# Having Betta Fish in my Pet Turtle Tank.. Get Eaten or Safe?



## KathyR (Sep 14, 2013)

I have a 4 inch red eared slider turtle and he never eats live fish but instead pellets. Do you think I could safely keep betta fish in the tank with him and have it so they don't become food for the turtle? 

He has literally never tasted "live feeder fish"


----------



## JDragon (Jan 28, 2014)

I would not suggest it. The turtle could easily do a lot of damage with one bite or nibble. I wouldn't do it personally. Seems too risky. Plus every turtle tank i've seen is rather dirty from their feces... maybe a case to case thing, but may increase the amount of water changes needed. Other than that, you would have to make sure the tank was suitable for both..


----------



## Kali (Jan 4, 2014)

Yeah I'd be worried, even if he didn't want to eat your betta he still might nip, and one nip could do quite a bit of damage.


----------



## KathyR (Sep 14, 2013)

Even if the turtle has NEVER even tasted live feeders??


----------



## 16kehresmann (Feb 5, 2014)

@Kathy
My friend tried keeping her turtle in with her betta (her turtle had also never tasted live fish, only veggies and pellets. It resulted in her betta being eaten, and he just looked stressed and unhappy during his short lived life., plus I'm not sure what degree you heat your turtles water to but my friends water temp was WAAY too cold for a betta..I wouldn't suggest doing it.


----------



## sbinf (Dec 28, 2013)

The betta would definitely become turtle food. No matter what you choose to feed your turtle now, it has millions of years of evolution which tell it that a fish is food. There is nothing that will change that.


----------



## BlueLacee (Dec 8, 2013)

DO NOT DO!!!! I had a turtle, red eared slider, when I was younger and I also had a fish tank, with this one fish that looked like a quarter sized Gil from Finding Nemo. There was lots of hiding spots, including this large square rock that the fish could hide behind. My turtle was scared to death of the fish (well this fish had killed the rest of its tank mates but still). The fish got used to owning the tank and then one day the turtle just snapped him up with no warning. My turtle had never had anything but pellets.


----------



## Kali (Jan 4, 2014)

The other thing is that even if the turtle isn't hungry, or trying to eat, it might still nip as a territory thing, or a hey what's that bright coloured thing moving around? I'll investigate...with my mouth. 
I think that, plus the temperature and cleaning issues make this an all around bad idea.


----------



## AmbiantNight (Feb 12, 2014)

Please don't do this. Even if properly fed it's in the turtle's instincts to eat small moving fish. They will even take a nip out of fish that would normally be to big for them.


----------



## KathyR (Sep 14, 2013)

Alright Alright.. You guys are right. It does seem that even though my turtle has not been fed feeder fish in his entire life.. turtles do love to eat fish no matter what and it's pure instinct. Found a thread of this nightmare happening. http://turtletanksetup.com/best-turtle-food-to-use-fish-or-pellets/ I really wanted to see a beautiful betta fish in with my turtle tank though. It kind of sucks that the turtle just can't respect the fact of beauty and leave it alone. 

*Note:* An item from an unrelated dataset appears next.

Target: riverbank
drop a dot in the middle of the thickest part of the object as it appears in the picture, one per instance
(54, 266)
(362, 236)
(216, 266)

I wonder if there is aquarium fish that the turtle wouldn't be able to catch because of speed... maybe like smaller tetras.


----------



## jadaBlu (Feb 14, 2013)

Turtles are meant to eat fish species I'd let it rest. Get another tank for a betta cover it well and set them side by side for a safe coexsistence.


----------



## cowboy (Apr 14, 2013)

The point has pretty much been made. Last year I gave away my turtle to a lady with a heated outdoor pond. The pond contains large koi fish and frogs. The first thing I thought about was the fish. It's just a turtle natural instinct.


----------



## trilobite (May 18, 2011)

> t kind of sucks that the turtle just can't respect the fact of beauty and leave it alone.


 :shock:
...Seriously...? 

Turtles arent humans and dont view life as rainbows and fairy dust. 
Only humans view bettas as beautiful, every other creature sees them as little, deformed meals. Basically we have created bettas to be the easiest snack in the world. (brightly coloured, painfully slow, and stupid in regards to predators. Perfect for easy spotting and catching)

Im sure anyfish you put in there even the fast ones will live their lives in fear of being eaten by a giant predator...

Just get a new tank if you want bettas and tetras


----------



## KathyR (Sep 14, 2013)

OK OK OK 

I must admit I was a little naive to think such a think now that I look back on it.

:shock:


----------